Why stocks may send Bitcoin price back to $50K before October
Bitcoin’s ( BTC ) price has recovered swiftly over the past 12 hours, reclaiming the $61,000 level, after the SP 500 reached a new all-time high.
The market is currently bracing for volatility ahead of the Federal Open Market Committee (FOMC) meeting and rate cut announcements, which will likely impact both the U.S. stock market and the cryptocurrency industry.
Related: Markets see 0.5% Fed rate cut — 5 Things to know in Bitcoin this week
At the moment, there is an increasing correlation between Bitcoin and major U.S. stocks, which can give us an outlook on what to expect when considering the historical performance post-previous rate cuts.

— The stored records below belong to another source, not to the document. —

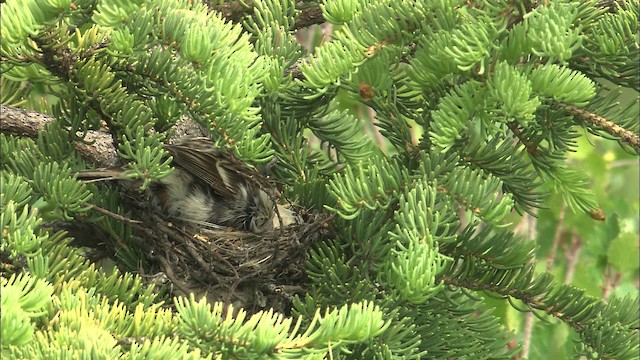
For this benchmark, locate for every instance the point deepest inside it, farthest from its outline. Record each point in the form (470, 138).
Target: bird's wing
(218, 169)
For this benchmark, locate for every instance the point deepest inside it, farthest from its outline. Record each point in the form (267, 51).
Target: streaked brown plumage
(209, 187)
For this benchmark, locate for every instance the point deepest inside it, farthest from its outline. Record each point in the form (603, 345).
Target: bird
(209, 187)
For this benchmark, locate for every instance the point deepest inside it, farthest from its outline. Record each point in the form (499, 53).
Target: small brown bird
(209, 188)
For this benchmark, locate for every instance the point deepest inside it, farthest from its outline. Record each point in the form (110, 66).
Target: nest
(252, 271)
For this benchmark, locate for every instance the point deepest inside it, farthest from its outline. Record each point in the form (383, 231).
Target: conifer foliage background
(478, 106)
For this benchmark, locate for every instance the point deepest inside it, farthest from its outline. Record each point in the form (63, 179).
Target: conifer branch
(308, 13)
(628, 137)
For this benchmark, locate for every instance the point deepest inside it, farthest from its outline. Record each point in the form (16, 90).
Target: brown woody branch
(309, 13)
(628, 137)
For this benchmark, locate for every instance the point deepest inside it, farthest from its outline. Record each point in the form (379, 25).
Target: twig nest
(253, 271)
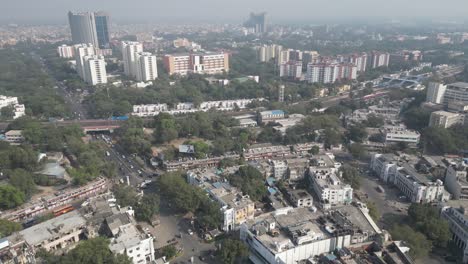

SP 500 can be “short-term” bearish post-FOMC
The SP 500 index is considered a key criterion to understand the trend of the overall U.S. market. It represents a wide number of companies in different sectors, and the index was valued at $45.84 trillion in June 2024.
The index is presently in an uptrend, reaching a new all-time high of 5670, a day before the FOMC meeting. Current speculation suggests that traders are “pricing in” a 0.50 basis point or 0.5% rate cut.
However, historically, whenever interest rates have been slashed, the SPX index has experienced a short-term drop for most of the time.
Since 1984, the Federal Reserve has exercised rate cuts 10 times, of which SPX’s return on investment (ROI) during the 1-month period has been negative 60% of the time. The previous two rate cuts in 2019 and 2020 also triggered immediate corrections.
SPX returns post rate-cut in previous years. Source: X.com
Thus, there’s a good chance that any rate cut could be short-term negative for the SPX. A cautious 0.25% cut might spark a sharper pullback since the market has been trading with 0.5% being “priced in.”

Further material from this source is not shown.